16.3.07

Sem-abrigo dorme há anos na escada da Universidade

Tânia Moita, in Jornal de Notícias

Apesar de o achar "chato", continua a ler "O Som e a fúria", de William Faulkner, mas confessa ter gostado muito mais de "A república dos corvos", de José Cardoso Pires, que leu, entre uns "finitos e conversas com amigos", nos últimos tempos, não em casa, que o conforto que tem não dá para tanto, mas em esplanadas e cafés. Joaquim Campos dispensa uma casa, na verdadeira acepção da palavra, e ocupa um canto da Cave das Químicas, no edifício da Faculdade de Ciências da Universidade de Coimbra(UC).

Não tem sala, nem cozinha, nem casa de banho, mas à cabeceira da sua cama - um estrado de madeira com colchão - estão os livros que lhe vão oferecendo ou que vai encontrando "por aí". E a Bíblia, que vai lendo apesar da confessa condição de "desassociado". Natural de Tamengos, concelho de Anadia, Joaquim Campos adoptou a cidade de Coimbra, concretamente a Alta, para viver. "Não é na rua, não senhor", explica, mas sim num canto, por baixo de um vão de escada, na Cave das Químicas, que ocupou há cerca de oito anos, logo depois de deixar de arrumar carros na Avenida Fernão de Magalhães por força de se tornar beneficiário do rendimento de inserção social.

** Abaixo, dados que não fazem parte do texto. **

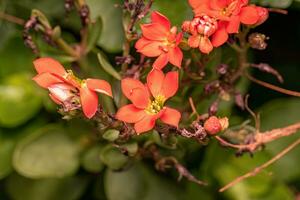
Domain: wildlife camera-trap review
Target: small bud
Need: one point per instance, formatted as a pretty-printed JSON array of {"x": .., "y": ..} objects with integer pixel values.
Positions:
[
  {"x": 56, "y": 33},
  {"x": 222, "y": 69},
  {"x": 263, "y": 14},
  {"x": 214, "y": 125},
  {"x": 258, "y": 41}
]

Aos 47 anos, Joaquim Campos, de pantufas rotas, mas de camisa, gravata e pulôver, tem no modo de vida que escolheu tudo o que precisa "uma sopita", na Cozinha Económica, que serviu para adoptar freguesia "no bilhete de identidade", ou ali mesmo, na cantina vizinha, tempo para ler e escrever "umas memórias", e, sobretudo, liberdade. "Não gosto de horários, de estar fechado, não sou pássaro de gaiola. Gosto de andar à noite", explicou, justificando a volta que deu à vida, depois de completar o 11.º ano de escolaridade e frustradas as intenções de seguir um curso de Física ou de Química.

"Na altura não tinha possibilidades, agora que tenho, tenho aqui casa e tudo, é mais difícil", afirma, explicando que já fez o exame extraordinário de admissão à (sua) UC. Mas o português garantiu-lhe a reprovação. "Sou um bocadinho fraco. Mas ando com ideias de me inscrever na Universidade Aberta, talvez em Matemática ou Ciências Sociais", conta. Casa, tem a da mãe, que não é opção, por desavenças familiares. Instituições? "Nem pensar ".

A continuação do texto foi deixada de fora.